Case reports have a chequered history in the academic literature but may be making a comeback. Some of the reasons for this are examined in a thoughtful editorial announcing the launch of a new surgical journal devoted to them (Agha 2010). Some might side with Bradford Hill, that statisticians ‘may tend to be a trifle too scornful of the clinical judgement’; others with Shuster, that ‘there are lies, damned lies and clinical impressions’. But Agha & Roisin wisely advise that both formal and informal evaluations of care are essential and complementary. They highlight the usefulness of the case report in discussing ‘diagnostic approach, the context, background, decision-making, reasoning and outcomes’. Such usefulness has not been lost on medical educationalists. Case-based discussion (Brown et al, pp. 85–90) has become an important ‘assessment of reasoning, exploring why a psychiatrist took a particular course of action at a particular time’. Used in both foundation and specialty training, it is also employed by the General Medical Council and the National Clinical Assessment Service when there are concerns about a doctor's performance.

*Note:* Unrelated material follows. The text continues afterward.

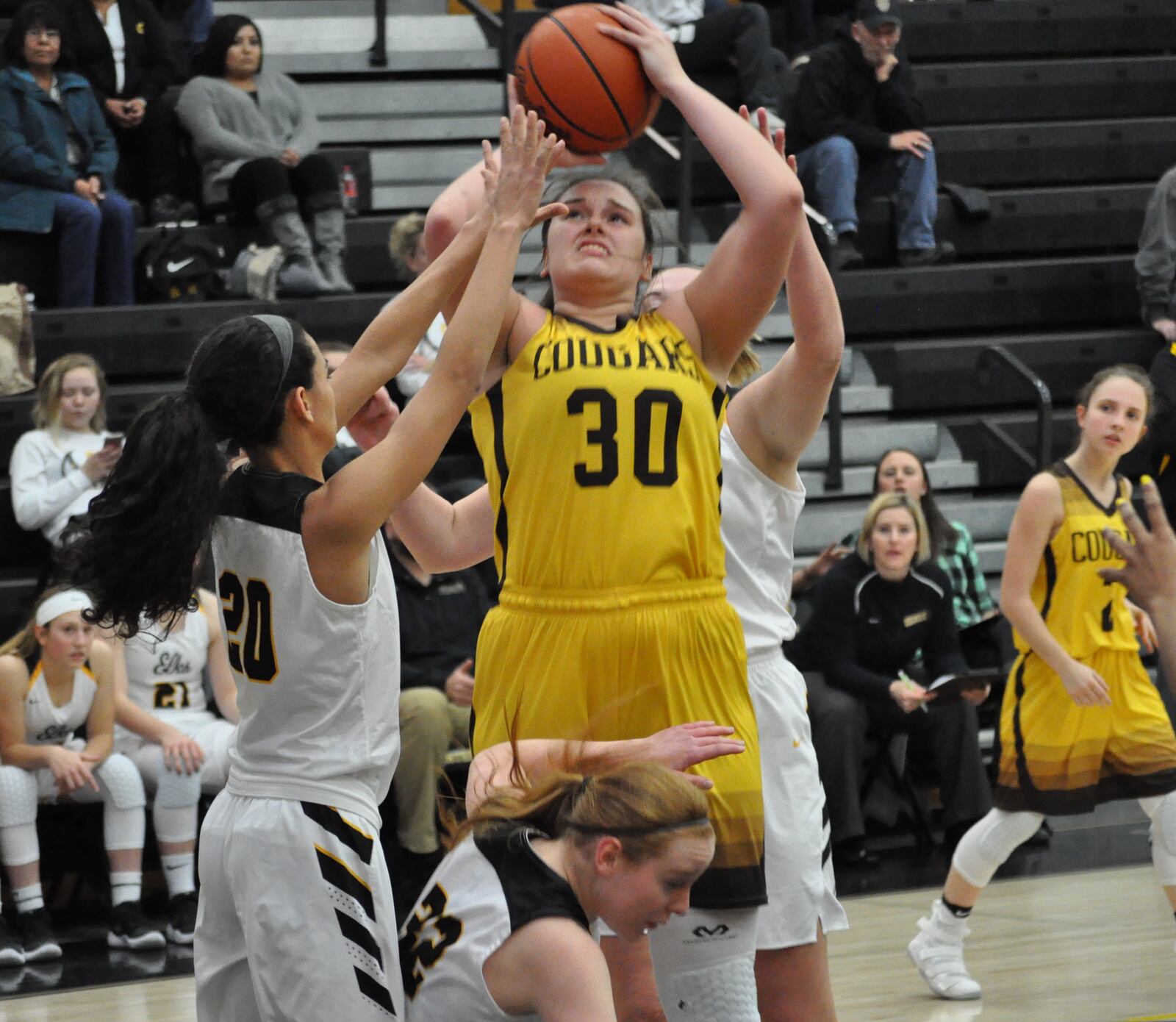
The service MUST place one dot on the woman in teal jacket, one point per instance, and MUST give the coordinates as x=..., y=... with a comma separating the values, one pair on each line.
x=57, y=165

Race, ethics and personality disorder

My Editor's Pick for this issue of Advances shows the educational value of a case report (Sen & Ramaswami, pp. 139–141). It would be instructive – and a worthwhile CPD exercise – first to read Undrill & Gregory (pp. 131–138), who reflect on factors that contribute to team functioning, good and bad. Then read Sen & Ramaswami's case report, which demonstrates how high-quality team working was essential to managing a thorny clinical problem. And finally consider the set of questions (Box 1, p. 88) that might be asked in case-based discussion (Brown et al, pp. 85–90).

Agha, R, Rosin, RD (2010) Time for a new approach to case reports. International Journal of Surgery 8: 330–2.
Opel, DJ, Diekema, DS, Marcuse, EK (2011) Assuring research integrity in the wake of Wakefield. BMJ 342: 179–80.